Please let me know how it works in NC


----------



## flashgordonnc (Oct 24, 2014)

1.) In NC Uber's insurance is primary.
2.) You are still subject to the deductible and Uber's limit of coverage just like any other policy.
3.) Your personal insurance "will" have knowledge of your activities should you have an incident.
4.) You may be in breach of conditions of your personal policy and thus possibly subject to non coverage, cancellation, etc.
5.) Head in the sand is reckless and does not work, so expect the worse if you have an incident unless you have acquired the proper coverages "and" abide by their provisions.


----------



## Kingo9 (May 20, 2015)

What flashgordonnc said.

Do some research on the forum... lots of topics on this. Look in the "City" section as well for your market.

PS- Maybe not have an avatar with a middle finger up when you are seeking advice?


----------



## flashgordonnc (Oct 24, 2014)

Kingo9 said:


> What flashgordonnc said.
> 
> Do some research on the forum... lots of topics on this.
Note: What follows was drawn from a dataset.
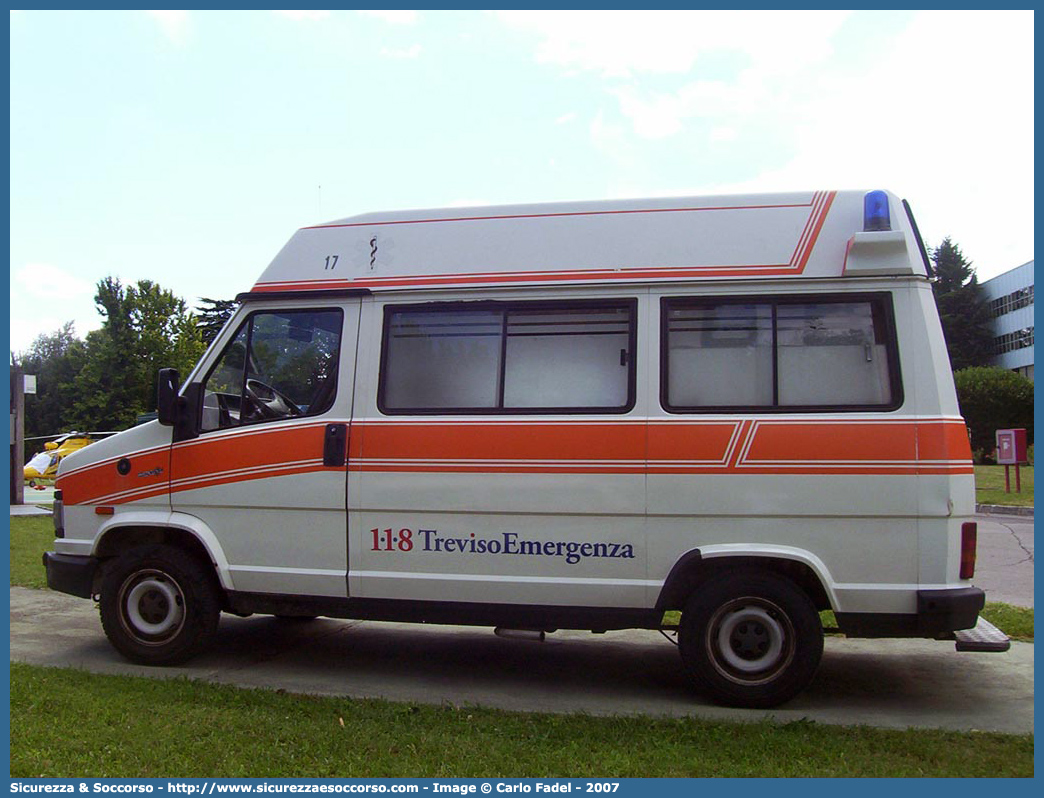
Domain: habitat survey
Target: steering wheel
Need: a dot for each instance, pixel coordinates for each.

Look in the "City" section as well for your market.
> 
> PS- Maybe not have an avatar with a middle finger up when you are seeking advice?


Always amazes me.
Yep, some people just like to come across as "Frick & Frack", or "Dumb and Dumber". Then make an excuse of something like, oh gosh, .. just forget it. The lame excuses and reasons are endless. I'm sure I'll here more on this.


----------